One of the aliens suggests analyzing the level of redundancy and noise within Charlie. For instance by analyzing the DNA to see how much stored meaningful information that did things, and how much had no distinguishable purpose. They reason that a highly intelligent species will only ever produce very efficient and compact objects with very little redundancy or high entropy. Therefore, they claim, the presence of noise within the object is evidence that it is natural.

But, says another scientist: it is impossible to accurately judge the redundancy of Charlie with only limited knowledge of the information. For instance, sections of DNA that the aliens may naively judge to be useless - i.e. they produce no meaningful behavior within a cell when read by normal processes - may be well-encrypted semantic information that the aliens just don't have the decryption keys for. It would not be possible to discern such a scenario. Well-encrypted information is not distinguishable from random noise, so we can't say that "things that look like noise to us" within a system are necessarily indicative of high entropy.

Conclusion: An object may certainly be shown to be low-entropy, with a large part of its contents containing both informational structure and utility. But we cannot make strong claims about an object being high entropy, because we might just not have the right context to be able to access it. Considering also that any form of autonomous object is likely already very low entropy, depending on these small variations seems doomed to fail.

Test #3: Specific and Irreducible Complexity

A gif of a dog floating in low gravity.

The aliens wonder about the ability of natural systems to produce certain levels of complexity. The mechanisms that make up Charlie's biology are highly complex and contain many complex biochemical interactions. The systems seem too complex to be from a natural evolution, as they rely on too many interdependent parts that would have to have evolved all in parallel. Surely, this would require someone, somewhere who had an understanding of these processes? What if they were to find highly complex ideas like prime numbers or other mathematical series within Charlie's biology, would that be evidence for design?

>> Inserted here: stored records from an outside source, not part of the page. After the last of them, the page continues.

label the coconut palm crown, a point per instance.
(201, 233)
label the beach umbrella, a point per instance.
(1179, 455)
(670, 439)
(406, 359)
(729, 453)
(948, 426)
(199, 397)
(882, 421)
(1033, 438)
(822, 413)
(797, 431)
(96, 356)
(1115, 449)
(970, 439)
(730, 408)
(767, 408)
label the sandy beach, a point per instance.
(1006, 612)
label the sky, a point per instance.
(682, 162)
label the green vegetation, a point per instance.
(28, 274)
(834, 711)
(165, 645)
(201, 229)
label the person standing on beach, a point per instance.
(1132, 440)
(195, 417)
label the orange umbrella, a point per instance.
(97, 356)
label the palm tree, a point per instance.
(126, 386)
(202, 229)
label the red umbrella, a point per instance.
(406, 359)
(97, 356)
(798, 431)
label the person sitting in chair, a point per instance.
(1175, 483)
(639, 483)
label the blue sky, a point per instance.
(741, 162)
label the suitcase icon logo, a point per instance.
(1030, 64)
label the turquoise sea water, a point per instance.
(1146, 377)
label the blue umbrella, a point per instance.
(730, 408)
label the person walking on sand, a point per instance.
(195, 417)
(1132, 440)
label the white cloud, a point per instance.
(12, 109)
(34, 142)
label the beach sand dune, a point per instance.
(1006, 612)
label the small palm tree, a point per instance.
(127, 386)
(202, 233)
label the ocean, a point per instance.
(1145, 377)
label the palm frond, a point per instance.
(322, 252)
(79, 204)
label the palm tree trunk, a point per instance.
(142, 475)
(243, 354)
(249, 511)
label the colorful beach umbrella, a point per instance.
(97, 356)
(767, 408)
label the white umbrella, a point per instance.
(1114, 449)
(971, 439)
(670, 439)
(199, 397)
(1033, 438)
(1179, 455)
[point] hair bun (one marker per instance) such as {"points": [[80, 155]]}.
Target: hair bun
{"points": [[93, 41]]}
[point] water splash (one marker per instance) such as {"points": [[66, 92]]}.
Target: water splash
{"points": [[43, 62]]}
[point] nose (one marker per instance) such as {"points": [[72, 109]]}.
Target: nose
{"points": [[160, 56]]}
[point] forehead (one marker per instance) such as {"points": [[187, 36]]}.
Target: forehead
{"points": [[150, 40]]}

But the scientists conclude that this argument is too close to that put forward by some religions of their world, where an intelligent creator made life on their planet to a design. Even if there are highly complex concepts embedded within Charlie's system, this argument depends on a "god of the gaps". It assumes a complexity ceiling on concepts that can come out of emergent systems. If they accept the natural evolution of their form of life and its development of complex chemistry, then they must accept the possibility of other emergent systems that could produce very complex, unintelligent structures.

Conclusion: Complex design may signify intelligence, but it is difficult to define a reasonable boundary above which the complexity of an object becomes too much for a non-intelligent evolutionary process to produce. If it is an insufficient argument to convince the aliens of intelligence creating life on their planet, it cannot be sufficient in other areas.

Conclusion

The purpose of this thought experiment is to be on the other side, where we discover some artifacts of an alien civilization. Not necessarily a creature like our Charlie, of course, but perhaps an object of great complexity. It will be very difficult for us to make any strong claims about whether such an artifact was designed by some intelligence or created through natural evolutionary processes if we have limited context. Even very complex features of such an artifact must be treated cautiously as evidence of intelligence.

The other side of the coin, of course, is the inability to strongly discount intelligence even in very natural-seeming artifacts. Just as Arthur C. Clark once said that sufficiently advanced technology is indistinguishable from magic, we may find that sufficiently advanced technology is indistinguishable from biology.

What do you think? What test would you propose to the scientist? What undeniable traces would intelligence leave upon an artifact? Was this whole thing just an excuse for me to post dog gifs?